The week that was

FOXY BROWN: The temperamental rapper reportedly caused waves on radio host Tom Joyner’s annual Fantastic Voyage cruise, after a mixup over a manicure appointment. Talk about high-seas maintenance.

KEVIN FEDERLINE: Britney Spears’ ex announced that his girlfriend Victoria Prince is expecting his fifth child. K-Fed, it’s called birth control – try it once in a while.

ENRIQUE IGLESIAS: The pop star pulled out of doing a tour with Britney. He didn’t think he’d like it.

THE KARDASHIANS: Kris Jenner told Redbook mag her three daughters work “25 hours a day.’’ They have cameras roll while they’re sleeping?
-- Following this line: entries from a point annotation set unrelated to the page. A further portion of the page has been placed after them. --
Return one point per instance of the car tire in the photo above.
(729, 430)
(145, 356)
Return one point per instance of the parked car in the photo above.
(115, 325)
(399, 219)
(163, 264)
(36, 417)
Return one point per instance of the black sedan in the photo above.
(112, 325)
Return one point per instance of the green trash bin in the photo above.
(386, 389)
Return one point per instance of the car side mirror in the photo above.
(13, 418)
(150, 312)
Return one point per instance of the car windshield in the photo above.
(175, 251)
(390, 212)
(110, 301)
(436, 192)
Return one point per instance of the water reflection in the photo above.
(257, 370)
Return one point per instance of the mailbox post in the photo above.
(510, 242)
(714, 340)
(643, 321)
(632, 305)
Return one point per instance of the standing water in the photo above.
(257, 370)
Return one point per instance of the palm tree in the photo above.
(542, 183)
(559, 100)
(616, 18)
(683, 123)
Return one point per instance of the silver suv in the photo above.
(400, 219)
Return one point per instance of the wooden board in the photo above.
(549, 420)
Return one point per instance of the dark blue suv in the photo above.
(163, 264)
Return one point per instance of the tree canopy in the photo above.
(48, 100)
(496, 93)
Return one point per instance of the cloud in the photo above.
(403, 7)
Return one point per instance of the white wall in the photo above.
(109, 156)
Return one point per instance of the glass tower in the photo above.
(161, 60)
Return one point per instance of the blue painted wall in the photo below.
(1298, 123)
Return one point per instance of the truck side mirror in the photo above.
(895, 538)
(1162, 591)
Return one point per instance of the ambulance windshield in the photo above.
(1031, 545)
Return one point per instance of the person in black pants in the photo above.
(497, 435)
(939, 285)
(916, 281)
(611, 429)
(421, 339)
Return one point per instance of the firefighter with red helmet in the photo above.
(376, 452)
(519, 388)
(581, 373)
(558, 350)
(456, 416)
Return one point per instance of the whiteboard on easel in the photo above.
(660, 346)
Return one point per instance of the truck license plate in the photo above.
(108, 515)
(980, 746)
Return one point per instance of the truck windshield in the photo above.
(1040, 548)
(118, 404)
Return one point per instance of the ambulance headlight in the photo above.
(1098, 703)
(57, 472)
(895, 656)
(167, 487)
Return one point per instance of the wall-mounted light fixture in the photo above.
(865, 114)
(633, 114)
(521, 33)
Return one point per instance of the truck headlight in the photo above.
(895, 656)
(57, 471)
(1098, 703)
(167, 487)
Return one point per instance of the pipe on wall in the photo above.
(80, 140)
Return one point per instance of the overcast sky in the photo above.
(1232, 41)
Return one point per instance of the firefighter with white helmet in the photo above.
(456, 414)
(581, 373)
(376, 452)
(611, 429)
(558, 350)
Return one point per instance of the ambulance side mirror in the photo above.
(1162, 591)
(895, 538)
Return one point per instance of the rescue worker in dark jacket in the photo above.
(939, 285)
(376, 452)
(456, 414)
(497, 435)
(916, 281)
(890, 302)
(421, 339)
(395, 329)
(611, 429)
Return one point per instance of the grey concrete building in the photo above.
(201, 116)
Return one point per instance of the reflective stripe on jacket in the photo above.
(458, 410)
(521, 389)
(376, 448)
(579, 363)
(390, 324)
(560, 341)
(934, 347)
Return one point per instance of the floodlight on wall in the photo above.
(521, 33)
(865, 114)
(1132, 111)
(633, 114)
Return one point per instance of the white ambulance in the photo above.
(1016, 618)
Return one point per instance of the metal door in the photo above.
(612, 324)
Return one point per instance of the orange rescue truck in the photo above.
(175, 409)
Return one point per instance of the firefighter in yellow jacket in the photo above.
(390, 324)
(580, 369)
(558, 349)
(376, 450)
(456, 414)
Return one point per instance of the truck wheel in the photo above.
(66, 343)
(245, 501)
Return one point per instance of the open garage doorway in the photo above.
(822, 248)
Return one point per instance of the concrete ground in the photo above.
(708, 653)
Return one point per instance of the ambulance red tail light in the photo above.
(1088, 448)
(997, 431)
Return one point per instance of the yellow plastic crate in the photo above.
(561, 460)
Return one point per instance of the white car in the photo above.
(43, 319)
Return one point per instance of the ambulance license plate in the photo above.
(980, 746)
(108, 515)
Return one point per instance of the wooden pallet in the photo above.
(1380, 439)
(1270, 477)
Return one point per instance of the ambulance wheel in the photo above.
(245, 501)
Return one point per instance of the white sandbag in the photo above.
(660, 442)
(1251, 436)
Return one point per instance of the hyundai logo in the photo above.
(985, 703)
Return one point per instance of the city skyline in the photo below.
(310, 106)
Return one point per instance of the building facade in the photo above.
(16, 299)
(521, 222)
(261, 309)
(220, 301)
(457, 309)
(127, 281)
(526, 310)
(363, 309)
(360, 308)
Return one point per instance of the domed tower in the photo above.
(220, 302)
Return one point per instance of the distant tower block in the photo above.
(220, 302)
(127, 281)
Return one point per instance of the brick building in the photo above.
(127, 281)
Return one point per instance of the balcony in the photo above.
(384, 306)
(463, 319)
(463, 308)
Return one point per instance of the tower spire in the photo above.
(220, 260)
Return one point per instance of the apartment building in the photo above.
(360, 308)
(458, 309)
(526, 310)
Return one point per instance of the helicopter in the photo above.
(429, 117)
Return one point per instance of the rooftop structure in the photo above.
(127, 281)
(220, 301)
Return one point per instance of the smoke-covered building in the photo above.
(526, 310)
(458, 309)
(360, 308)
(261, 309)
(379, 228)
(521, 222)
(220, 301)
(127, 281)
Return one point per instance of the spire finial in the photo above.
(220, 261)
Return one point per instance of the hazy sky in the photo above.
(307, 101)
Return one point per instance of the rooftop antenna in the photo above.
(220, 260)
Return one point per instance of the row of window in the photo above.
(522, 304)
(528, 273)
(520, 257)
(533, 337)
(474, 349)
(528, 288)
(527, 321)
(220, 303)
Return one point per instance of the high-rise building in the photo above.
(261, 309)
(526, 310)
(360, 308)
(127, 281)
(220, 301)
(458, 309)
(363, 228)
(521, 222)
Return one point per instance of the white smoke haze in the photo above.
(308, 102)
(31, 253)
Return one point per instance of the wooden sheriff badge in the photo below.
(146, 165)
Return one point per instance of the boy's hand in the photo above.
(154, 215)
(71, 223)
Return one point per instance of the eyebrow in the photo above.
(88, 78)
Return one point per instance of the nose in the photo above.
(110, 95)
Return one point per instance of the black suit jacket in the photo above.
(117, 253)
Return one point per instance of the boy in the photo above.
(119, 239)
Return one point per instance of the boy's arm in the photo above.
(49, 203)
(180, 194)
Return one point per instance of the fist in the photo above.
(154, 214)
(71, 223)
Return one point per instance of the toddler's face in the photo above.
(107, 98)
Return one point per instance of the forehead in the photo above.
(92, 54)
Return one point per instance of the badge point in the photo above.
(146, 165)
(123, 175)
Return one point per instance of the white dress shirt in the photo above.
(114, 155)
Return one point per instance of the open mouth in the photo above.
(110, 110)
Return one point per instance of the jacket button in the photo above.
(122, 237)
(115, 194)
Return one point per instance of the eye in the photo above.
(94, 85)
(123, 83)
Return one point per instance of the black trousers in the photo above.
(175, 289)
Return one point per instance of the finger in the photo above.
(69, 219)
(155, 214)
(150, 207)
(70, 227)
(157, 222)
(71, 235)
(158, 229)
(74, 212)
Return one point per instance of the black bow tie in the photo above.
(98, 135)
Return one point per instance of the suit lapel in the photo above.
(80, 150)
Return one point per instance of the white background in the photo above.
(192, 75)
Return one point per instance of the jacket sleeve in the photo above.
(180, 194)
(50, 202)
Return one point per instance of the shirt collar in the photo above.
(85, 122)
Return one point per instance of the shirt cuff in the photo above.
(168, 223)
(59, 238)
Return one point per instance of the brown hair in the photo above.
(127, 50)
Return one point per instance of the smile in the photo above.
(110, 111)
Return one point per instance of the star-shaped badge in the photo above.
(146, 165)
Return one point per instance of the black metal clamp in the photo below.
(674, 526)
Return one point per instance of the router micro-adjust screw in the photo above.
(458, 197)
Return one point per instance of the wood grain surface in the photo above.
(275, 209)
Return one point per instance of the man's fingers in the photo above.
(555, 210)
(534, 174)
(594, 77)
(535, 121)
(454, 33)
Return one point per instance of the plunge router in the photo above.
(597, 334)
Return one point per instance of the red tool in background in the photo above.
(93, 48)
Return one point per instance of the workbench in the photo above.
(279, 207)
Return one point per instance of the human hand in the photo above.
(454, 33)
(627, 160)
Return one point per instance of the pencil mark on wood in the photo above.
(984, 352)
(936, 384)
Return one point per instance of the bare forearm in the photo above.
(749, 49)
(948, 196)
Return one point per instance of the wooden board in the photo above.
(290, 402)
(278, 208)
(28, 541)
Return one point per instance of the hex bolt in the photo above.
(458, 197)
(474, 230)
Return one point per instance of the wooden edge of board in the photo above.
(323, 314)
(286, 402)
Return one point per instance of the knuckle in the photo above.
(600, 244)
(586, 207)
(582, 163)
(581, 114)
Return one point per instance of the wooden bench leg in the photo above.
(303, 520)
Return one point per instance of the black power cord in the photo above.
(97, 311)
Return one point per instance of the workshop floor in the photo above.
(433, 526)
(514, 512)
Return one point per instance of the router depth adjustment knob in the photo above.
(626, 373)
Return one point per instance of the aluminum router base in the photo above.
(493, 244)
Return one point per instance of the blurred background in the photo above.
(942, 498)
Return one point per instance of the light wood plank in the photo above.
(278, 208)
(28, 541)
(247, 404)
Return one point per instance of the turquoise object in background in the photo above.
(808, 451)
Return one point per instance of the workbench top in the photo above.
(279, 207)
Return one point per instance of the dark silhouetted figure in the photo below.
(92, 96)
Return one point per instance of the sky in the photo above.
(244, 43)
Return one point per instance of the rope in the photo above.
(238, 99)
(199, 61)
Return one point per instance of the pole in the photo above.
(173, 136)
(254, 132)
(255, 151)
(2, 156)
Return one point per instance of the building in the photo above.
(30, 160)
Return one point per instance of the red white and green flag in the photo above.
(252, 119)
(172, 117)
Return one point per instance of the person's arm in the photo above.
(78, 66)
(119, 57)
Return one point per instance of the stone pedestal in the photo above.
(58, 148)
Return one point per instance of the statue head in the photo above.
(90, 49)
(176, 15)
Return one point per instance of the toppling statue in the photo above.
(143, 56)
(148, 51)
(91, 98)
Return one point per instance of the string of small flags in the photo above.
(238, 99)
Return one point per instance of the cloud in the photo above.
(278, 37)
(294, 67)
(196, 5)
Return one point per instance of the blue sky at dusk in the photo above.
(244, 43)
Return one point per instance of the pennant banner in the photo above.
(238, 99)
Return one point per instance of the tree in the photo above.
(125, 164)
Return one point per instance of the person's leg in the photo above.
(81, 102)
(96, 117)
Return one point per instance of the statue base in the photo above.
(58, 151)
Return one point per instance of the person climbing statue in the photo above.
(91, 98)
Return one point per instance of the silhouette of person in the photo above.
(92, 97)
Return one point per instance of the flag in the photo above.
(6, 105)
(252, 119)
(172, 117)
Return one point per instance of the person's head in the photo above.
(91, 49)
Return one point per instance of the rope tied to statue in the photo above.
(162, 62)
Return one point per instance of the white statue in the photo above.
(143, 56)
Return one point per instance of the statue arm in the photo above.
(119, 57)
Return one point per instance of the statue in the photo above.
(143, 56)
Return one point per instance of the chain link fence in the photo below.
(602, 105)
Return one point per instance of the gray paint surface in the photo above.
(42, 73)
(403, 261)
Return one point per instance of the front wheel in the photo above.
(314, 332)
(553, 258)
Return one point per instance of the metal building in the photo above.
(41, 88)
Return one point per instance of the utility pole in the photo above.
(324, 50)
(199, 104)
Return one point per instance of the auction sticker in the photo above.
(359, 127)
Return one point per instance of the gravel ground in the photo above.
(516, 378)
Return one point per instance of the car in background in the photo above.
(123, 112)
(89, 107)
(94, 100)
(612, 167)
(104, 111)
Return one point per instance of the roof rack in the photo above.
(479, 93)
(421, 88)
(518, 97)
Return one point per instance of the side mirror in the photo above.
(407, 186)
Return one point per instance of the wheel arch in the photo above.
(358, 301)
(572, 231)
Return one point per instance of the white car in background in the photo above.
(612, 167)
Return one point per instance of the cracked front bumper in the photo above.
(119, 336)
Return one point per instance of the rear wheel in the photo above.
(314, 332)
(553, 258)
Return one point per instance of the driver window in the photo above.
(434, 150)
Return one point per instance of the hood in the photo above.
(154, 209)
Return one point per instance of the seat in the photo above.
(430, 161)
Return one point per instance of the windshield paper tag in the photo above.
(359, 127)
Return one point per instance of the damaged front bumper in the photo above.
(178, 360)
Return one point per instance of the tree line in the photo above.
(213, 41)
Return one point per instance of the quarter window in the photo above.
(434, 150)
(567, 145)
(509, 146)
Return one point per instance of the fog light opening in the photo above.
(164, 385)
“MAD MEN:’’ The AMC show has been delayed because of budget disputes. I started a website, Feel free to join the petition.

REESE WITHERSPOON: The newlywed said her Water for Elephants costar Robert Pattinson was dirty, as in non-hygienic. Twilight fans everywhere stopped showering in protest.

KATIE HOLMES: The Kennedys star is embarrassed that daughter Suri was photographed eating Gummies in the shape of a certain part of male anatomy. If I were Katie, I’d be more worried about Mission Impossible: 4.

PRINCE WILLIAM: The Palace announced the heir to the throne decided not to wear a wedding ring. It’s not like the entire world won’t know he’s married.

ANGELINA JOLIE: The actress is the subject of a comic-book biography. For the real saga of her life, just read Betty and Veronica.

SYLVESTER STALLONE: The action star is going to debut a fashion line. All clothes come with enclosed sweat packets.